Farbe ist die dünne Trennhaut
einer großen Distanz

Die Bindehaut zwischen
Toleranz und Akzeptanz

Die willkommene Illusion von Nähe.

Che Chidi Chukwumerije
Im Jahrzehnt der deutschen Dichtung

NAH UND FERN

Wie viel Nähe verträgt die Distanz zum Fremden?
Ich wünsche, ich könnte Dir meine Gedanken so nah bringen,
Du würdest sie für Deine halten.
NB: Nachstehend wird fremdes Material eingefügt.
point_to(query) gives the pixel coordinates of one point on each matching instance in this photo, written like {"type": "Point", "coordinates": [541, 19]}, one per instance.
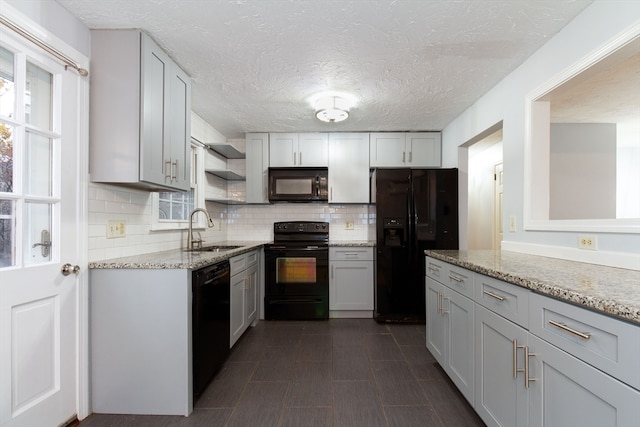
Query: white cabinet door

Und so weit entfernen,
Du könntest sie nie mehr berühren oder in sie eindringen.

Che Chidi Chukwumerije
Im Jahrzehnt der deutschen Dichtung

REIZ

Ich suche Distanz
Ich versuche Nähe
als Auslöser von Distanz
Komisch, aber es funktioniert

Ich suche Nähe
Ich versuche Distanz
Als Eingang in die Nähe
Komisch, aber es funktioniert.

Che Chidi Chukwumerije
Im Jahrzehnt der deutschen Dichtung

GESELLSCHAFT

Sie grüßte ihn gerne
Setzte sich jedoch gerne
Zu ihrer Art –

Er arbeitet gerne mit ihr
Feiert allerdings lieber
Mit seiner Art –

Gleich und gleich gesellt sich gern
Doch in unserem inneren Part, weich
Funkelt einsam in jedem ein Stern

Sie liegt nachts wach
Er liegt nachts wach
Und jeder sehnt sich schweigend nach
Der inneren Gleichart.

Che Chidi Chukwumerije
2019: Das Jahr der deutschen Dichtung

ÜBER DEN ATLANTIK

Die atlantischen Meere
Die atlantische Leere
Die atlantische Lehre:

Auch ruhige Menschen sind voller Leben
Auch lange Strecken sind einst überwunden
Und wenn Gott schweigt, ist das auch ein Segen.

Che Chidi Chukwumerije
2019: Jahr der deutschen Dichtung

UNZUFRIEDEN

Der Schmerz des Unerfüllbaren
Distanz ist manchmal besser als Nähe
Du weißt, daß ich Dich trotzdem sehe

Das, was wir, zusammen, nicht waren…
Das, was wir, getrennt, nicht sind…
Siehst Du’s jetzt auch? Wir waren so blind.

– Che Chidi Chukwumerije.
2019: Das Jahr der deutschen Dichtung

HIN UND HER

Magnete, die anziehen
Stoßen ab
Sich, dich und mich
Und gegenseitig

Neugier erregt meine Neugier
Jede Annäherung bewirkt
Diese kuriose Distanzierung
Warum?

Und sind wir danach
Uns vertrauter
Oder uns fremder
Nun geworden?

– Che Chidi Chukwumerije.

DEN FRÜHLING RIECHEN

Ich habe
In der Distanz
Frühling gesehen –

Zitternd, wie ein gebrochenes Herz
Zitternd, wie ein heilendes Herz
Zitternd, wie ein mit Hoffnung pochendes Herz

Neue Hoffnung,
Denn ich glaube an Dich.

– Che Chidi Chukwumerije.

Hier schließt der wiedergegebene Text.